The author has selected sixty-three works from the Library’s extensive collections.
The volume is thematically organised and arranged into the following chapters:
‘Late Medieval Herbals’; The Great Age of Renaissance Botany’;’Herbals and Plants from Distant Lands’; ‘Herbals by Herbalists, Pharmacists, and Physicians’; ‘Herbals of the Botanical Gardens and Private Gardens of Europe’;’Curious and Strange Herbals’; Dried Specimens and Nature Printing’; and ‘American Herbals.

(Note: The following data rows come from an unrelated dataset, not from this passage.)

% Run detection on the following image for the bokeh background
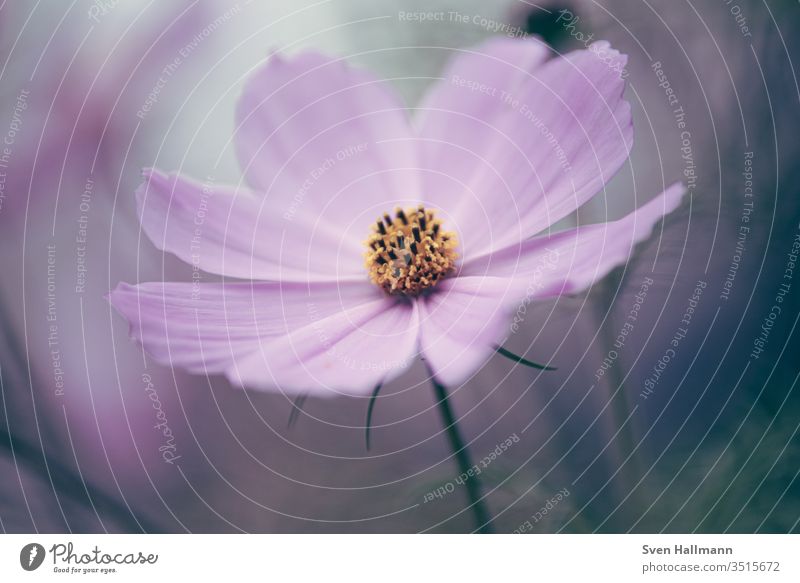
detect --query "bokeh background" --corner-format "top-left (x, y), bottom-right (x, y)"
top-left (0, 0), bottom-right (800, 533)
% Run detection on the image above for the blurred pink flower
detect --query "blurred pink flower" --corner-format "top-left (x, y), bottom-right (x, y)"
top-left (110, 39), bottom-right (684, 394)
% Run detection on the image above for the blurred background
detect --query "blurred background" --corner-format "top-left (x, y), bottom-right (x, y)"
top-left (0, 0), bottom-right (800, 533)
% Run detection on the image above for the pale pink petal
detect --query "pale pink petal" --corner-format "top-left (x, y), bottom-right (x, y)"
top-left (234, 53), bottom-right (419, 241)
top-left (136, 170), bottom-right (364, 281)
top-left (228, 297), bottom-right (418, 396)
top-left (420, 40), bottom-right (633, 257)
top-left (109, 282), bottom-right (384, 386)
top-left (419, 277), bottom-right (516, 386)
top-left (461, 183), bottom-right (686, 299)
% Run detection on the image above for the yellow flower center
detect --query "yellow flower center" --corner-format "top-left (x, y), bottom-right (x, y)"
top-left (364, 206), bottom-right (458, 296)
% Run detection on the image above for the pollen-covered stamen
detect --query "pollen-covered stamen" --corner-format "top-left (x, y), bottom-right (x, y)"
top-left (365, 206), bottom-right (458, 296)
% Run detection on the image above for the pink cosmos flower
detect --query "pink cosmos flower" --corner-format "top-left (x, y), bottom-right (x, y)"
top-left (110, 39), bottom-right (684, 395)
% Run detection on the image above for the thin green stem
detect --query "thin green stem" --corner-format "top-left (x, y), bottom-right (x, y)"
top-left (431, 375), bottom-right (492, 534)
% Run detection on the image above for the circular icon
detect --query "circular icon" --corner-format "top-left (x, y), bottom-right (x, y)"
top-left (19, 543), bottom-right (45, 571)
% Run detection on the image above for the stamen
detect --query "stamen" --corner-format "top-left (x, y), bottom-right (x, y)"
top-left (365, 205), bottom-right (457, 296)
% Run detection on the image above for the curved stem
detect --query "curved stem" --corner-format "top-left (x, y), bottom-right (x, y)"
top-left (431, 375), bottom-right (492, 534)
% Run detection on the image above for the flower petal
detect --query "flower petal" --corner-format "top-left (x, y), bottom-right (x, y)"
top-left (228, 297), bottom-right (419, 396)
top-left (461, 183), bottom-right (686, 298)
top-left (109, 282), bottom-right (382, 386)
top-left (420, 39), bottom-right (633, 257)
top-left (136, 170), bottom-right (364, 281)
top-left (419, 277), bottom-right (516, 386)
top-left (235, 53), bottom-right (419, 241)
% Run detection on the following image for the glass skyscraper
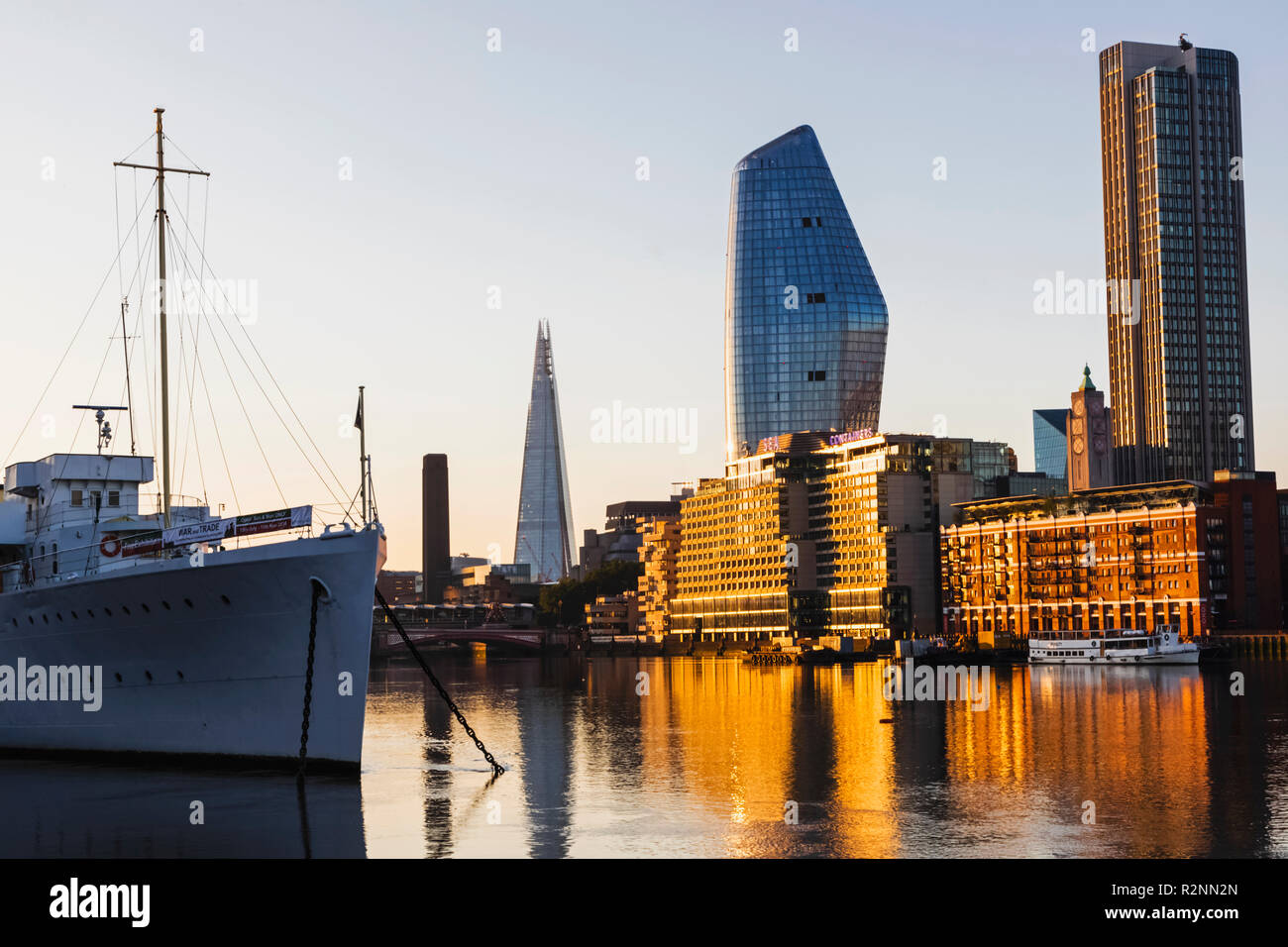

In her introduction the author provides insight into the early history of the herbal, explaining in depth its creation, development, and use. The catalogue surveys the herbal down through the nineteenth century, with detailed entries from manuscript herbals to editions of the Hortus Sanitatis, The Grete Herball, Brunfels, Fuchs, Mattioli, Turner, Clusius, Dodoens, Culpeper, Durante, Alpini, Monardes, della Porta, Linnaeus, among others, and including such Amercian herbals as those of Jacob
Bigelow and C. S. Rafinesque.
This authoritative catalogue will prove fascinating to illustrators, botanists, bibliophiles, garden historians, and herbalists alike.